Combine your list of sale items and list of items that you need and condense them into a list that is set up in the same way your grocery store is set up. This saves a tremendous amount of time and time is money, as we all know.

I find that I can actually save more money if I work with a monthly grocery budget rather than a weekly budget. Some weeks we have simply used up more food. Some weeks there are better sales and I am wanting to stock up.

Some folks will tell you to stick adamantly to your list once you arrive at the store. I’m all for that as long as I don’t come across a sale that wasn’t advertised or see an item I know I need that I forgot to write down. You have to be somewhat flexible. Likewise, you have to be willing to try store brands. Some are quite good, but sometimes saving a few cents just isn’t worth giving up quality for. Consider the way you are going to use a product as well, when you are trying to decide between store brand and name brand. If the product is going into a casserole, you probably won’t be able to taste the difference and might as well save the money. Canned products are usually cheapest during the cooler months and they last a long time so stock up. Likewise, condiments will last a long time on your shelf, so stock up if you hit a good sale. But don’t over buy on condiments; they last a long time and you don’t want to have to look behind twelve bottles of steak sauce to find that can of soup you need.

In the fresh produce aisle, I stick to seasonal produce as much as possible, again working my menu around it. The stores will always have a variety of fruits and vegetables on sale. In the warm weather months and in the warmer climates, it’s easier to find a good variety of fresh produce to work with at a reasonable cost. Only buy what you can use before it spoils or plan to freeze or preserve it within a day or so. If you’ve got a freezer, it’s almost always cheaper to buy fresh produce when it’s in peak season and freeze it for winter than it is to buy the frozen packages later.

Do some experimenting in the deli department. The higher priced meats and cheese are usually better but you may be perfectly happy with a cheaper brand. The very cheapest items are usually mostly water-you get what you pay for. Compare the prices of the deli meats and cheeses with the prepackaged products. There’s a good chance it will be cheaper to buy fresh. Do not buy ready made salads or deserts unless you absolutely have to; it is always cheaper to make it as home.

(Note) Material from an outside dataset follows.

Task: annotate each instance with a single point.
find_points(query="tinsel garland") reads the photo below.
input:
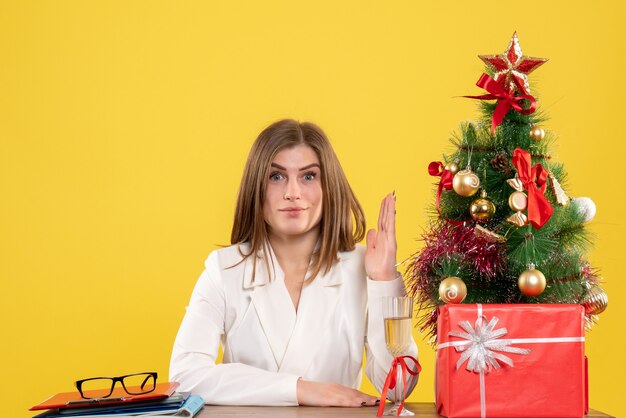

Milk is milk (the same is true of heavy cream, half and half and butter). Buy the store brands. Juice is cheaper to buy as frozen concentrate, but the diary versions are fresher and may have a better nutritional content. Buy cheese in bulk only if it is cheaper then immediately package it into more usable sizes when you get home and freeze what you won’t need right away. Don’t over buy-cheese loses it’s flavor if you keep it too long in the freezer and you will end up throwing it out.

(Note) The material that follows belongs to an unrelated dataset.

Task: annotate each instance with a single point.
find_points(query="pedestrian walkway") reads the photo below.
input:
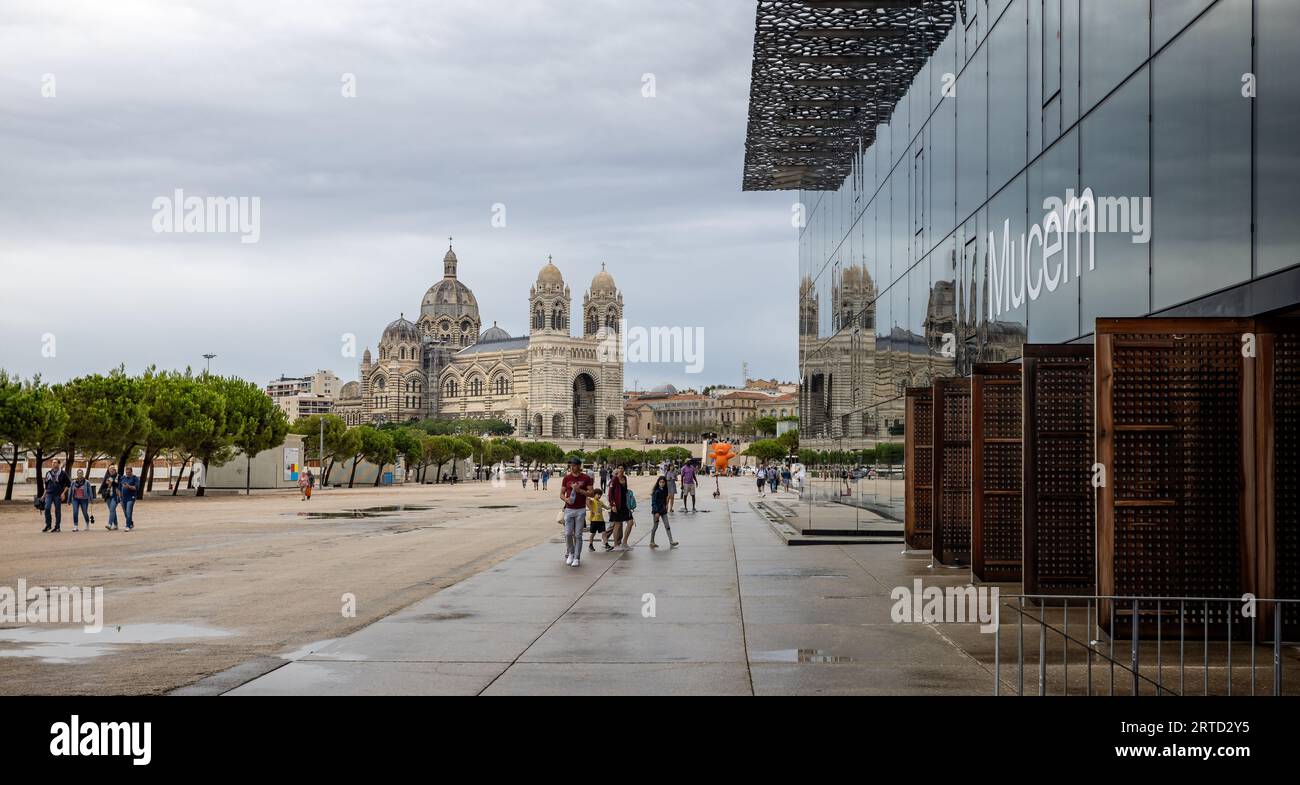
(732, 611)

Meat is very expensive these days. Watch for sales and don’t forget to check the butcher’s counter as well as the prepackaged area of the meat department. It is cheaper at the store where I shop to buy bacon from the butcher than to buy Hormel or Farmland. If you buy meat in bulk, make sure you repackage it when you get home into amounts you will use in one meal and be sure to use wraps specifically made for your freezer. They cost more but the meat will last longer so it’s worth it.

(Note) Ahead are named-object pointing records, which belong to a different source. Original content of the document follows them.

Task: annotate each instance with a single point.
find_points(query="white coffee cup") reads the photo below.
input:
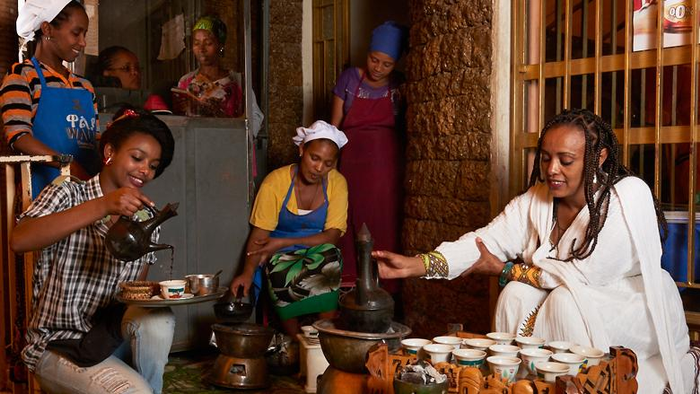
(560, 346)
(591, 354)
(437, 352)
(574, 361)
(172, 289)
(414, 345)
(504, 367)
(479, 343)
(532, 356)
(456, 342)
(501, 338)
(529, 342)
(550, 370)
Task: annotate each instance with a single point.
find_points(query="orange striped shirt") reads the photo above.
(21, 92)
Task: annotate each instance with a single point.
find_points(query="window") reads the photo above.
(602, 55)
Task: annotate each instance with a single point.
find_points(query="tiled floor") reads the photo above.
(185, 374)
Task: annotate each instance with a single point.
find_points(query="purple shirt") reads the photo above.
(346, 89)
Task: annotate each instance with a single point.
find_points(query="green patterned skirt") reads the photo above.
(305, 281)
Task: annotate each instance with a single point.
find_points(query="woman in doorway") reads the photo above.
(79, 338)
(46, 109)
(367, 105)
(587, 235)
(120, 65)
(299, 215)
(210, 90)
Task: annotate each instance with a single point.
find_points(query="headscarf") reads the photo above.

Don’t buy beauty products, medications, or paper products at the grocery store unless you know that it’s a lower price than you might find at Target or Wal-Mart. Try to keep a separate list for these types of items and once or twice a month make a trip to a discount store for these items.

Do not be tempted by those extra products in the store-they can really blow your budget in a hurry. But if your store offers a pharmacy, dry cleaners or post office you should consider utilizing them. Compare prices first to make sure they are comparably priced but you can save yourself time and gas by making one trip to the grocery store for all of those needs. Then don’t forget to redeem those coupons when you check out.